How to Dine in France

How to Dine in France

We’re coming up to National Cheese Day and the 4th of June is a great day to break out the Brie and wish you were savoring it on the French Riviera. Dining in France, however, can be an intimidating experience. If you’ve ever had a waiter give you the evil eye in Paris or heard a soft oh non! from other diners, you know what we mean. The French have their own way of doing things when it comes to eating a meal, and if you’re from North America, chances are you’re doing it wrong.

To celebrate National Cheese Day, we’re giving you a few tips to make your next dining experience in France a little more comfortable. Who knows, you could be spending the same day next year in a café in Lyon, showing your traveling companions exactly how it’s done.

Get Used to Eating Late

The French might feed small children at 6:00 but the grownups don’t eat until at least 7:30 and many restaurants don’t even open until 8:00. The evening meal is as much about companionship as calorie consumption, so expect to be at the table for a couple of hours to enjoy a typical three or four course feast.

Keep Your Hands Above the Table

No self-respecting diner in France keeps their hands in their lap. Rest your wrists on the table when you’re not eating and keep them in plain sight.

Don’t Eat with Your Hands

Sounds like good advice at any dinner table, but the French really mean it. Use a knife and fork for everything on your plate including ribs, chicken legs, pizza and burgers. The only exception is a croissant or other breakfast pastry but tear off small chunks and never take a bite from the whole piece.

Never Use a Knife on Lettuce

This applies not only to preparing a salad but to eating one as well. Just fold any bigger pieces of greenery onto your fork and don’t use your knife at all.

Pretend There’s No Such Thing as Ketchup

If you really want to insult the chef, ask for ketchup. Dunking anything in vinegary tomato sauce will let them know you want to cover up the taste of their artfully prepared meal. You might get away with it if you’re just eating fries, but the classy thing to do is ask for mayonnaise.


Wine, Beer and Water

If you’re not a wine drinker, get used to eating your food with still or sparkling water. If you want ice, you’ll usually have to ask for it. Beer might get you a polite sniff but is usually acceptable. Coffee is only served at the end of the meal and can be accompanied by a liqueur. If you order a coke, you’re on your own.

Knife and Fork Together

When you’re finished eating, place your knife and fork together in the center of your plate. A good French waiter won’t pick up your plate until he or she sees this signal and will rarely ask if you’re done.

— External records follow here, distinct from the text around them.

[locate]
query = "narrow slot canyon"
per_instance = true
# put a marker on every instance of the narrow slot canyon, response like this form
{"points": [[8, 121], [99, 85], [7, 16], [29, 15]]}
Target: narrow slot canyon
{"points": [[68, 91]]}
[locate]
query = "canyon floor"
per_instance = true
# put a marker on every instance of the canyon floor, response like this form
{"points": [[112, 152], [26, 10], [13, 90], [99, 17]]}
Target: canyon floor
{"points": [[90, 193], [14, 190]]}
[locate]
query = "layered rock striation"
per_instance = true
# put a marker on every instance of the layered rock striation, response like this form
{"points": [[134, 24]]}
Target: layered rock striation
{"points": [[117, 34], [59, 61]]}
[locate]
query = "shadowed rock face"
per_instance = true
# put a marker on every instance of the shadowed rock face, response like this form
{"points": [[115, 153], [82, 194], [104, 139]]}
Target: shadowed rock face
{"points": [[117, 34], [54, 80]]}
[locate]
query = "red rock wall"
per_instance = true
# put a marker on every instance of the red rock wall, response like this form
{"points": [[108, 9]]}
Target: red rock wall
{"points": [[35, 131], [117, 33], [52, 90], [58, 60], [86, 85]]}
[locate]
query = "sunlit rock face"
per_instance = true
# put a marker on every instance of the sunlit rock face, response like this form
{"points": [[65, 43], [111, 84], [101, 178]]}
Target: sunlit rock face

…And Don’t Mess Up the Cheese

In France cheese is often served between salad, which comes after the main meal, and dessert. The basic rule here is to leave the cheese plate looking beautiful after you’ve taken a piece. That means never hacking off the point and always taking a small slice from the side so that you keep the integrity of its shape. You can then transfer the slice onto a small chunk of bread, but if you need to cut it again, you took too much.

Enjoy National Cheese Day and if you’re in North America, go ahead and put butter on your bread. The French will never know.